Familiares disseram que Dalbertt saiu de casa sem autorização dos pais, embarcou em um barco e foi para o Tupé, onde foi visto pela última vez. Um tempo depois, um crânio foi encontrado no local, mas a tecnologia na época não permitia a confirmação genética.
O crânio ficou guardado no acervo do Instituto Médico Legal e a identificação foi possível graças ao Banco de DNA de familiares de pessoas desaparecidas, lançado ano passado e que coletou amostras para comparação com material genético em todo o país.

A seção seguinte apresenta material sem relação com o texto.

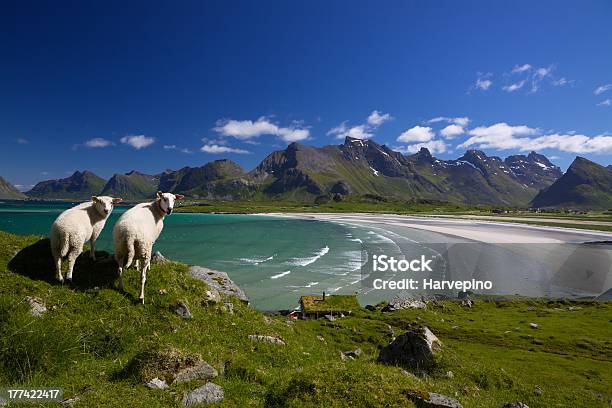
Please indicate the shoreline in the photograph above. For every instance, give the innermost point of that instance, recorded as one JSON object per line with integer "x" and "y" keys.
{"x": 470, "y": 229}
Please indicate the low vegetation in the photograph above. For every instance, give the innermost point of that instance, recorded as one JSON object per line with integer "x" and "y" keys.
{"x": 99, "y": 344}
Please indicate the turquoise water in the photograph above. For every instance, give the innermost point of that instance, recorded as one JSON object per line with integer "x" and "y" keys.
{"x": 274, "y": 260}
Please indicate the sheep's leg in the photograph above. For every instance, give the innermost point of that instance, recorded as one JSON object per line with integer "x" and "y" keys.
{"x": 58, "y": 269}
{"x": 93, "y": 247}
{"x": 143, "y": 277}
{"x": 121, "y": 262}
{"x": 72, "y": 256}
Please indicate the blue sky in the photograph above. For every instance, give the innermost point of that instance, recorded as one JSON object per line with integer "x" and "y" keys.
{"x": 115, "y": 86}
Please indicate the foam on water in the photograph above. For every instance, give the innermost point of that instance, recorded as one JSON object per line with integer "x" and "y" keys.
{"x": 309, "y": 260}
{"x": 280, "y": 275}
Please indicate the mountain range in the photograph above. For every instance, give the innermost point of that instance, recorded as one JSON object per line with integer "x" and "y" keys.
{"x": 9, "y": 191}
{"x": 361, "y": 168}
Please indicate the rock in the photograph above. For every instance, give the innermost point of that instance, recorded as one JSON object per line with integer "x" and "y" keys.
{"x": 158, "y": 258}
{"x": 415, "y": 348}
{"x": 341, "y": 188}
{"x": 266, "y": 339}
{"x": 463, "y": 295}
{"x": 182, "y": 310}
{"x": 433, "y": 400}
{"x": 353, "y": 353}
{"x": 209, "y": 393}
{"x": 212, "y": 296}
{"x": 202, "y": 371}
{"x": 156, "y": 384}
{"x": 410, "y": 375}
{"x": 218, "y": 281}
{"x": 467, "y": 302}
{"x": 229, "y": 308}
{"x": 37, "y": 306}
{"x": 399, "y": 303}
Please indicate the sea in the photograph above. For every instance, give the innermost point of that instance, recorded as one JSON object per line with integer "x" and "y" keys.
{"x": 275, "y": 260}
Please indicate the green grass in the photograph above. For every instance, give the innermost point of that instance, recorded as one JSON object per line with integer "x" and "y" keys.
{"x": 338, "y": 303}
{"x": 98, "y": 343}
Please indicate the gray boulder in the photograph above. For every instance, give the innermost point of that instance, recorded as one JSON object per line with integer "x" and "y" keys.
{"x": 433, "y": 400}
{"x": 156, "y": 384}
{"x": 202, "y": 371}
{"x": 209, "y": 393}
{"x": 266, "y": 339}
{"x": 183, "y": 311}
{"x": 415, "y": 348}
{"x": 158, "y": 258}
{"x": 353, "y": 353}
{"x": 37, "y": 306}
{"x": 218, "y": 281}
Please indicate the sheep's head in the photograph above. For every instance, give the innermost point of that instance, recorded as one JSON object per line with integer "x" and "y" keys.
{"x": 165, "y": 201}
{"x": 104, "y": 204}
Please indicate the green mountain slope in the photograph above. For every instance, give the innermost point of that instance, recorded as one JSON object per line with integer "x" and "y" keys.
{"x": 80, "y": 185}
{"x": 217, "y": 179}
{"x": 584, "y": 185}
{"x": 131, "y": 186}
{"x": 9, "y": 191}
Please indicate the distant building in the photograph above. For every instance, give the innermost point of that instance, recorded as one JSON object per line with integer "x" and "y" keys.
{"x": 313, "y": 307}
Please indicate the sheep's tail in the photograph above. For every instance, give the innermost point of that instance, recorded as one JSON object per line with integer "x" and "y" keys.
{"x": 130, "y": 253}
{"x": 60, "y": 243}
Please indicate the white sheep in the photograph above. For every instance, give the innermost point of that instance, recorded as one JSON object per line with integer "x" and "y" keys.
{"x": 74, "y": 227}
{"x": 135, "y": 233}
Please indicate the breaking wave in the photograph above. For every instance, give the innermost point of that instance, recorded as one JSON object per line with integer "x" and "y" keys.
{"x": 311, "y": 259}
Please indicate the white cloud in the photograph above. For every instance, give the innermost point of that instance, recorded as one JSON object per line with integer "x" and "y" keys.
{"x": 216, "y": 149}
{"x": 452, "y": 131}
{"x": 174, "y": 147}
{"x": 461, "y": 121}
{"x": 364, "y": 131}
{"x": 247, "y": 129}
{"x": 520, "y": 68}
{"x": 357, "y": 132}
{"x": 602, "y": 88}
{"x": 502, "y": 136}
{"x": 417, "y": 134}
{"x": 605, "y": 102}
{"x": 137, "y": 141}
{"x": 98, "y": 142}
{"x": 377, "y": 119}
{"x": 514, "y": 87}
{"x": 24, "y": 187}
{"x": 534, "y": 76}
{"x": 563, "y": 81}
{"x": 483, "y": 82}
{"x": 434, "y": 146}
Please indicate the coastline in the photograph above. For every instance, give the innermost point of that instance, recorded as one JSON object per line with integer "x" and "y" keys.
{"x": 470, "y": 229}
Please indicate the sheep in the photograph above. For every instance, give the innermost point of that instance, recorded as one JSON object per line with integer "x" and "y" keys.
{"x": 74, "y": 227}
{"x": 135, "y": 233}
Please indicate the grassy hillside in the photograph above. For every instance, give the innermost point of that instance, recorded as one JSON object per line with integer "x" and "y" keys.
{"x": 99, "y": 344}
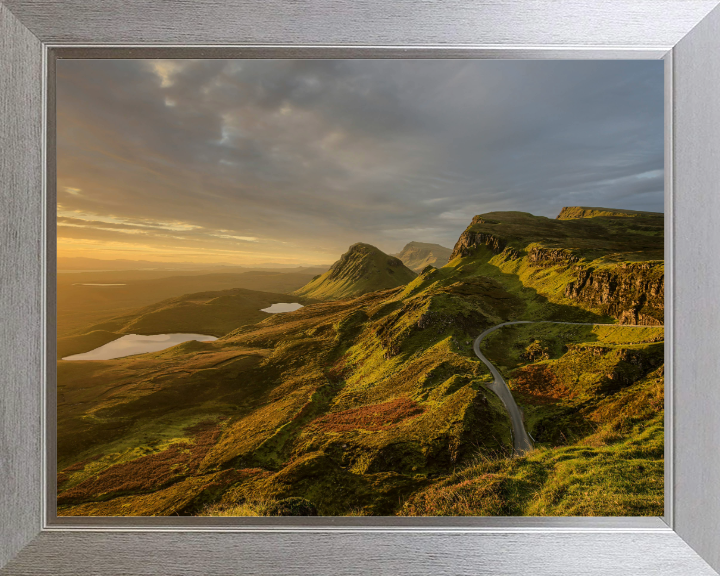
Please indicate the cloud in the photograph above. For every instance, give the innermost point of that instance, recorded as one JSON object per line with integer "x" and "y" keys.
{"x": 316, "y": 155}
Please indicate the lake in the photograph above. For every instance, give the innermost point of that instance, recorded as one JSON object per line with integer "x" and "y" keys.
{"x": 282, "y": 307}
{"x": 136, "y": 344}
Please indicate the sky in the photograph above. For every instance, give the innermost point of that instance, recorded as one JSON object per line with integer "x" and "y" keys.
{"x": 289, "y": 162}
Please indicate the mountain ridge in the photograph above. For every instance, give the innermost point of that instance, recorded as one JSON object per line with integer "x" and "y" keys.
{"x": 419, "y": 255}
{"x": 362, "y": 269}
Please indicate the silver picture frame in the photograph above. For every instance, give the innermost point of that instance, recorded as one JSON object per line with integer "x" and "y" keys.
{"x": 685, "y": 33}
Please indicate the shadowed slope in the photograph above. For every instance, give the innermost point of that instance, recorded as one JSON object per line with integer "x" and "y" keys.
{"x": 418, "y": 255}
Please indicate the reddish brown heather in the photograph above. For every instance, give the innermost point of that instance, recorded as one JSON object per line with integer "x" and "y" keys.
{"x": 540, "y": 382}
{"x": 372, "y": 418}
{"x": 148, "y": 472}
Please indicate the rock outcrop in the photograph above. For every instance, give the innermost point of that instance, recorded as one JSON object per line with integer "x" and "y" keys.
{"x": 469, "y": 241}
{"x": 632, "y": 293}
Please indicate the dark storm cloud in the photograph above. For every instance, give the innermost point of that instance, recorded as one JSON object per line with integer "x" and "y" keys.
{"x": 310, "y": 156}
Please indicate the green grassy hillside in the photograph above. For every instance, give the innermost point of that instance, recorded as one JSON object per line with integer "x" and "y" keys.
{"x": 362, "y": 269}
{"x": 376, "y": 404}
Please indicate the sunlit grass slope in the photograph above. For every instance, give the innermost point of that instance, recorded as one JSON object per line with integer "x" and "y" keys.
{"x": 362, "y": 269}
{"x": 377, "y": 405}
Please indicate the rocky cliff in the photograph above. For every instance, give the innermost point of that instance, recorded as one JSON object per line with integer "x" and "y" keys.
{"x": 632, "y": 293}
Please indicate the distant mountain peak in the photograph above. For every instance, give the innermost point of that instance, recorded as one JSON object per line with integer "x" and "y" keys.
{"x": 362, "y": 269}
{"x": 419, "y": 255}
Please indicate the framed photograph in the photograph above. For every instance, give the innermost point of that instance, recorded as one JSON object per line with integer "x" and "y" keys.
{"x": 359, "y": 291}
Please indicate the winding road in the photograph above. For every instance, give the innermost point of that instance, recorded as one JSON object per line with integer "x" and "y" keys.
{"x": 522, "y": 442}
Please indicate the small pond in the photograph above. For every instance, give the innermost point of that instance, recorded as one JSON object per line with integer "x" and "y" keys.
{"x": 282, "y": 307}
{"x": 136, "y": 344}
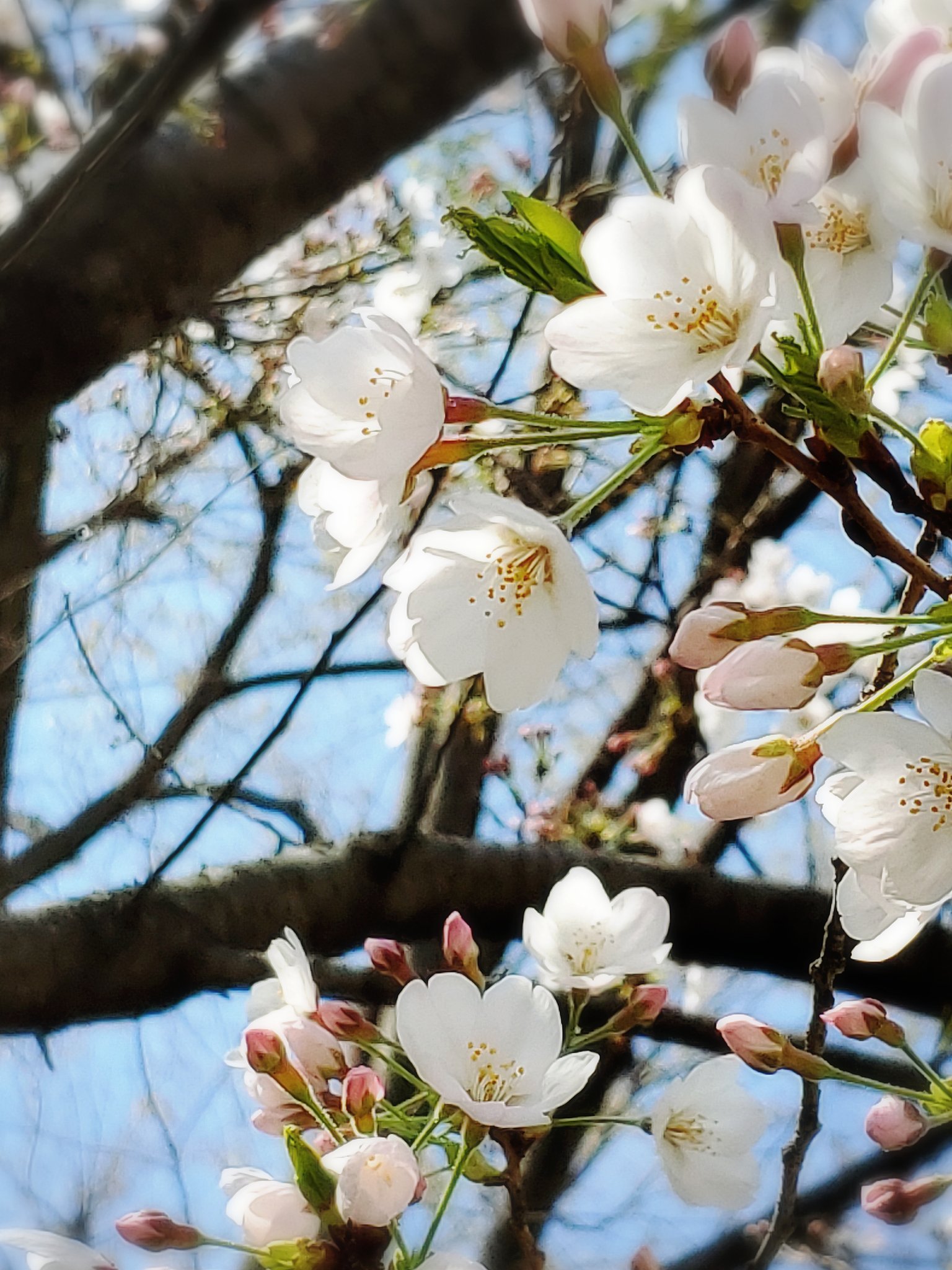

Conforme a gerente do laboratório, Daniela Koshikene, o caso foi elucidado com o auxílio das amostras da família e o trabalho contou com o apoio da perícia de Minas Gerais e do Rio Grande do Sul.
“No dia 12 de outubro de 2000, a família recebeu a informação de que tinha um corpo na praia do Tupé. Chegando lá, era somente parte de um crânio, que foi trazido ao IML. Esse fragmento de osso ficou armazenado ao longo de todo esse tempo aqui no Instituto. É importante dizer, que a gente está solucionando um caso que aconteceu há 22 anos, isso significa que é possível identificar uma pessoa desaparecida”, disse Daniela.
Os familiares de desaparecidos que quiserem fazer parte do banco de DNA no Amazonas devem procurar o Instituto de Criminalística para a coleta de material. O instituto fica na avenida Noel Nutels, 300, bairro Cidade Nova, zona norte da capital. O atendimento no laboratório funciona das 8h às 17h.